This clip chosen to be G

Clip description

During the 1964 world surfing championships at Manly, local teenagers flood into a dance, while the international contestants fraternise with new friends. In the morning, the keenest local surfers are out to get a wave before the competition begins.

Curator’s notes

The commentary here suggests slyly that there was serious nocturnal activity, as well as surfing, during this event. ‘For Frenchman Joel de Rosnay, hearts are trumps.’ The international visitors included Hector Velarde from Peru, compatriot Eduardo Arena, Gordon Burgis (representing Britain) and US judge Phil Edwards, all of them shown in this clip. At the dance nearby, pretty girls ‘stomp’ to the sounds of Sydney surf band The Rajahs; another surfer settles in for a nice cup of tea with someone dear in his camper van.

The surf music craze began in Sydney about two years before this, and it was almost over, although not many people knew it. One month after the championships, The Beatles arrived in Australia, and surf music was swept away by the new British sound, but surf music did have a further impact. In 1963 and ‘64, Australian bands recorded more than 100 surfing related records, and a few of them were major hits. Surf music gave a lot of bands their start and established some successful careers, notably that of the 14-year-old Maroubra schoolgirl, Pattie Amphlett, who recorded as ‘Little Pattie’. Her hits included ‘He’s My Blonde-Headed, Stompie Wompie, Real Gone Surfer Boy’ (1963) and ‘Stompin’ at Maroubra’ (1963).

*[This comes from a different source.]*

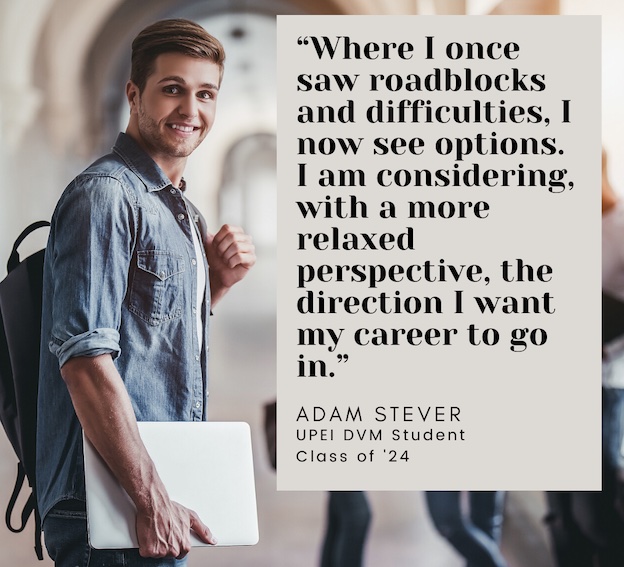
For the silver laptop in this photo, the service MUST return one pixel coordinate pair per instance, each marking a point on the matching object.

There are competing claims about who invented the dance that went with this music, known universally as ‘the stomp’. Some sources say it was invented in the US at beach parties played by the Californian surf music pioneer Dick Dale. Stomping your feet was all you could really do in the sand. Australian surfer Bob McTavish claims that it was invented at the Avalon Surf Club in late 1962.

In his book Stoked! (2009, Hyams Publishing, ISBN: 978-0-9775798-6-0), McTavish writes:

The Stomp, the actual dance itself (if you could call it a dance), had been invented six months earlier at the Avalon Surf Club dance that ran on Saturday nights for a while. The Sunsets were the band, and a bunch of us surfers were stuffing around there one night, all of us being lousy jivers or quicksteppers. The two stomps with the left foot, followed by two with the right, was delightfully do-able for us uncouth mongrels.

I can’t recall who actually put it together first, but it was definitely our crew of derros, at Avalon, in late ’62. I do recall the feeling as, pumped up with adrenalin and beer, we grabbed girls and showed them the move, and watched how quickly they caught on. The girls then made it elegant – well, as elegant as the Stomp could be – by adding slow rotations and some body swaying. The boys in the band noticed, and between songs they revved the crowd up on the new dance.

In a couple of weeks, the Avalon Stomp had a name, and crew from all over Sydney started to get into the new craze. Radio station 2UW had just gone a hundred per cent Top Forty, and they gave the Avalon Stomp a plug here and there.